Sharing Failure as a Learning Model

Earlier this week there was a great tweet from my friends over at Juniper Networks about mistakes we’ve made in networking:

It got some interactions with the community, which is always nice, but it got me to thinking about how we solve problems and learn from our mistakes. I feel that we’ve reached a point where we’re learning from the things we’ve screwed up but we’re not passing it along like we used to.

Write It Down For the Future

Part of the reason why I started my blog was to capture ideas that had been floating in my head for a while. Troubleshooting steps or perhaps even ideas that I wanted to make sure I didn’t forget down the line. All of it was important to capture for the sake of posterity. After all, if you didn’t write it down did it even happen?

Along the way I found that the posts that got significant traction on my site were the ones that involved mistakes. Something I’d done that caused an issue or something I needed to look up through a lot of sources that I distilled down into an easy reference. These kinds of posts are the ones that fly right up to the top of the Google search results. They are how people know you. It could be a terminology post like defining trunks. Or perhaps it’s a question about why your SPF modules are working in a switch.

Once I realized that people loved finding posts that solved problems I made sure to write more of them down. If I found a weird error message I made sure to figure out what it was and then put it up for everyone to find. When I documented weird behaviors of BPDUGuard and BPDUFilter that didn’t match the documentation I wrote it all down, including how I’d made a mistake in the way that I interpreted things. It was just part of the experience for me. Documenting my failures and my learning process could help someone in the future. My hope was that someone in the future would find my post and learn from it like I had.

Chit Chat Channels

It used to be that when you Googled error messages you got lots of results from forum sites or Reddit or other blogs detailing what went wrong and how you fixed it. I assume that is because, just like me, people were doing their research and figuring out what went wrong and then documenting the process. Today I feel like a lot of that type of conversation is missing. I know it can’t have gone away permanently because all networking engineerings make mistakes and solve problems and someone has to know where that went, right?

The answer came to me when I read a Reddit post about networking message boards. The suggestions in the comments weren’t about places to go to learn more. Instead, they linked to Slack channels or Discord servers where people talk about networking.
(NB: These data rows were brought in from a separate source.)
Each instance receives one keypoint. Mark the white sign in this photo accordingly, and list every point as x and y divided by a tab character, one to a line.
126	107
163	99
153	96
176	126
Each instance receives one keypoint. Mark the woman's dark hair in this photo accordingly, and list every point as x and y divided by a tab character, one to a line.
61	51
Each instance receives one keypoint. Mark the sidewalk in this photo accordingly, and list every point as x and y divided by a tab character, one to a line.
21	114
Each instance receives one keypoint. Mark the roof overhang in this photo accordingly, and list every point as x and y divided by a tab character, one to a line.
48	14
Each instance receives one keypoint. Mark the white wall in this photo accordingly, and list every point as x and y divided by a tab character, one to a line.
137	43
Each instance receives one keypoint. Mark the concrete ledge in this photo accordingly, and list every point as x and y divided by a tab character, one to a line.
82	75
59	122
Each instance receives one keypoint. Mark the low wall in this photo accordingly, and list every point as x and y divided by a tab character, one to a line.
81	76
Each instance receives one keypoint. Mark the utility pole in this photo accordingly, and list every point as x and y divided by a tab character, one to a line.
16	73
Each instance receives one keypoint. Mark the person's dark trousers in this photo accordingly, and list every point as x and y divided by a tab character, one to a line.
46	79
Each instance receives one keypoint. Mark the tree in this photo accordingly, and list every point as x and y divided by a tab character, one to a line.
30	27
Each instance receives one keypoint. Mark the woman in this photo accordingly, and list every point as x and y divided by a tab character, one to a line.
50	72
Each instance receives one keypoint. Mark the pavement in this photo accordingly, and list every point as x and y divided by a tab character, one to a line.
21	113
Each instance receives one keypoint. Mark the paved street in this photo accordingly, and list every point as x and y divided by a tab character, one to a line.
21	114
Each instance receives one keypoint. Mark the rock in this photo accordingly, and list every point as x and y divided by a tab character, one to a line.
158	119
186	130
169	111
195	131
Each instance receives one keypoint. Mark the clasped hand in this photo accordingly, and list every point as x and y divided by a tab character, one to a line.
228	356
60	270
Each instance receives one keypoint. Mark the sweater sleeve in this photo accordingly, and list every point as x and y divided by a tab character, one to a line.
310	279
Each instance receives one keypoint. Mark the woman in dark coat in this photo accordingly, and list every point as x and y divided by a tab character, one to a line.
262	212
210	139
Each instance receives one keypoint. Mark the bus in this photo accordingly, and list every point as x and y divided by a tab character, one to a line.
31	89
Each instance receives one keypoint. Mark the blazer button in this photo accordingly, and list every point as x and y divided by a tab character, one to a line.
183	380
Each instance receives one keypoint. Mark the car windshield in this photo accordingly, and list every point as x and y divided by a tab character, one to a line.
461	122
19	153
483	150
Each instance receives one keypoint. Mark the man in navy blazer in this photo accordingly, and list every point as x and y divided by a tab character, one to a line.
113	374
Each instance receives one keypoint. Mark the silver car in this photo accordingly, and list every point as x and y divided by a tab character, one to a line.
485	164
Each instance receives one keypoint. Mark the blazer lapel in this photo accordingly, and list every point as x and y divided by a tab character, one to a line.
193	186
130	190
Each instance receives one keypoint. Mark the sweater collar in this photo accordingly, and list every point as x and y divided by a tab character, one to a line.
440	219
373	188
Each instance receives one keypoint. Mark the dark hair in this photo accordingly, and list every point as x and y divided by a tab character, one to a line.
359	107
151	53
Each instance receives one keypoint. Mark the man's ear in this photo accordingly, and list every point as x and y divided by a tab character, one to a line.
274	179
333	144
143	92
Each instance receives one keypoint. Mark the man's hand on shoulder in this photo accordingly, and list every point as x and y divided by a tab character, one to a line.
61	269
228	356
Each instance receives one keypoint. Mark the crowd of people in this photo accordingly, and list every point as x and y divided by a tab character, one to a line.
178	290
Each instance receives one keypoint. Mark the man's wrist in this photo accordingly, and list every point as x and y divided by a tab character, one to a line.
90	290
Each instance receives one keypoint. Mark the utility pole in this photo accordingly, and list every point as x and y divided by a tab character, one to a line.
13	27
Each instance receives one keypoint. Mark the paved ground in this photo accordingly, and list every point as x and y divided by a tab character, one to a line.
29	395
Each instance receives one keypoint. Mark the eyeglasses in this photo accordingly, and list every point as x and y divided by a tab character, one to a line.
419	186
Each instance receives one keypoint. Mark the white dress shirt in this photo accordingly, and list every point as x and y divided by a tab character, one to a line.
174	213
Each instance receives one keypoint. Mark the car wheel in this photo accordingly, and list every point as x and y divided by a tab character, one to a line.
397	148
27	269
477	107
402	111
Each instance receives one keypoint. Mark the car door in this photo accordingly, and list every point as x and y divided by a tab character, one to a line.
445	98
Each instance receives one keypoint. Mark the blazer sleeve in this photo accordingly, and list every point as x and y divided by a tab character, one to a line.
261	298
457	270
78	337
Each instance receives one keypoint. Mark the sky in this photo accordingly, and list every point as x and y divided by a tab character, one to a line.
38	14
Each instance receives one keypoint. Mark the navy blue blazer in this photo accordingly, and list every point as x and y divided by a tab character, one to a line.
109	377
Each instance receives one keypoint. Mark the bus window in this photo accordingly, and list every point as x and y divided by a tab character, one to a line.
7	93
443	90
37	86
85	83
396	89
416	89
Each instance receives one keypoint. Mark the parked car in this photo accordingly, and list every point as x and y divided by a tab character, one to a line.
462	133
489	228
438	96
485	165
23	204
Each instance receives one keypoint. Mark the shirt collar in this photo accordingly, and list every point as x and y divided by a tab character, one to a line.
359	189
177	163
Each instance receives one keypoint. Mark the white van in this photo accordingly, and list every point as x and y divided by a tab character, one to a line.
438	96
That answer made me realize why the discourse around problem solving and learning from mistakes seems to have vanished.

Slack and Discord are great tools for communication. They’re also very private. I’m not talking about gatekeeping or restrictions on joining. I’m talking about the fact that the conversations that happen there don’t get posted anywhere else. You can join, ask about a problem, get advice, try it, see it fail, try something else, and succeed all without ever documenting a thing. Once you solve the problem you don’t have a paper trail of all the things you tried that didn’t work. You just have the best solution that you did and that’s that.

You know what you can’t do with Slack and Discord? Search them through Google. The logs are private. The free tiers remove messages after a fashion. All that knowledge disappears into thin air. Unlike the Wisdom of the Ancients the issues we solve in Slack are gone as soon as you hit your message limit. No one learns from the mistakes because it looks like no one has made them before.

Going the Extra Mile

I’m not advocating for removing Slack and Discord from our daily conversations. Instead, I’m proposing that when we do solve a hard problem or we make a mistake that others might learn from we say something about it somewhere that people can find it. It could be a blog post or a Reddit thread or some kind of indexable site somewhere.

Even the process of taking what you’ve done and consolidating it down into something that makes sense can be helpful. I saw X, tried Y and Z, and ended up doing B because it worked the best of all. Just the process of how you got to B through the other things that didn’t work will go a long way to help others. Yes, it can be a bit humbling and embarrassing to publish something that admits you that you made a mistake. But It’s also part of the way that we learn as humans. If others can see where we went and understand why that path doesn’t lead to a solution then we’ve effectively taught others too.


Tom’s Take

It may be a bit self-serving for me to say that more people need to be blogging about solutions and problems and such, but I feel that we don’t really learn from it unless we internalize it. That means figuring it out and writing it down. Whether it’s a discussion on a podcast or a back-and-forth conversation in Discord we need to find ways to getting the words out into the world so that others can build on what we’ve accomplished. Google can’t search archives that aren’t on the web. If we want to leave a legacy for the DenverCoder10s of the future that means we do the work now of sharing our failures as well as our successes and letting the next generation learn from us.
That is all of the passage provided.